Waterstones back in the black after five years

From The Bookseller:

Waterstones has reported a profit for the first time under the ownership of Russian businessman Alexander Mamut and direction of its m.d. James Daunt.

Boosted by “better standards of bookselling”, the 270-store chain saw sales rise by 4% to £409.1m in the year to 30th April 2016, helping it achieve an operating profit of £18.8m, resulting in a pretax profit of £9.9m, after finance costs, compared to a pretax loss of £4.5m a year earlier.

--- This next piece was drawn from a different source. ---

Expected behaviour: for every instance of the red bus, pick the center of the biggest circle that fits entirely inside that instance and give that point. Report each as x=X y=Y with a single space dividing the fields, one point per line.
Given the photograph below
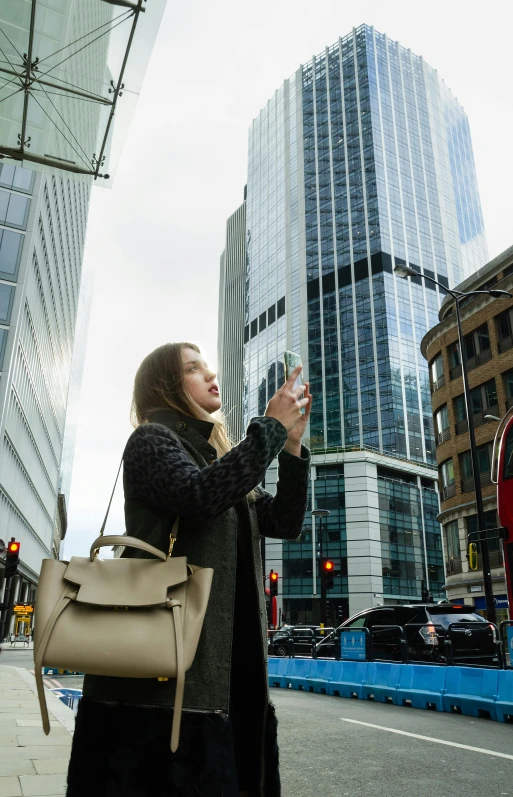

Waterstones’ m.d James Daunt told The Bookseller that the company benefitted from a slow down in the growth of e-book sales and enticed customers back to its high street shops my making them “better, different, nicer” environments to be in. He stressed the importance of the booksellers. “Everything relies on bookselling and offering a better service around bookselling,” Daunt said. “People come into our shops for the knowledge and the service, the success of The Essex Serpent (Waterstones’ 2016 Book of the Year by Sarah Perry, Serpent’s Tail), shows you that. Our support meant a book which would otherwise have achieved modest sales became a bestseller in the most competitive month of December. That is all about the service from bookselling. It is not about posters on the underground, but individual recommendations.”

. . . .

Higher sales of non-book products also helped the chain, now accounting for 12% of the company’s turnover. But while Waterstones plans to grow this to 15% over the next three years, the company will always revolve around sales of books, Daunt said. “We are still absolutely 80% a seller of books. I think non-book product simply makes bookshops better. People want the option of buying a children’s toy or stationery as well as books,” he said.

. . . .

“Amazon is our only real competitor,” he said.

. . . .

Daunt said the company was not missing sales from its direct e-books store, after closing it in May last year to direct customers to Kobo’s. “E-books are a duopoly market and we never really competed in it,” he said. “It is a big boys game.”

Link to the rest at The Bookseller

2 thoughts on “Waterstones back in the black after five years”

  1. PG, You rascal, you. Sly juxtaposition with “Why Amazon Will Be A Growth Story For Many Years.”

    I applaud Waterstones new management, but when your company breaking into the black is rare enough to make the news, that is not a good sign.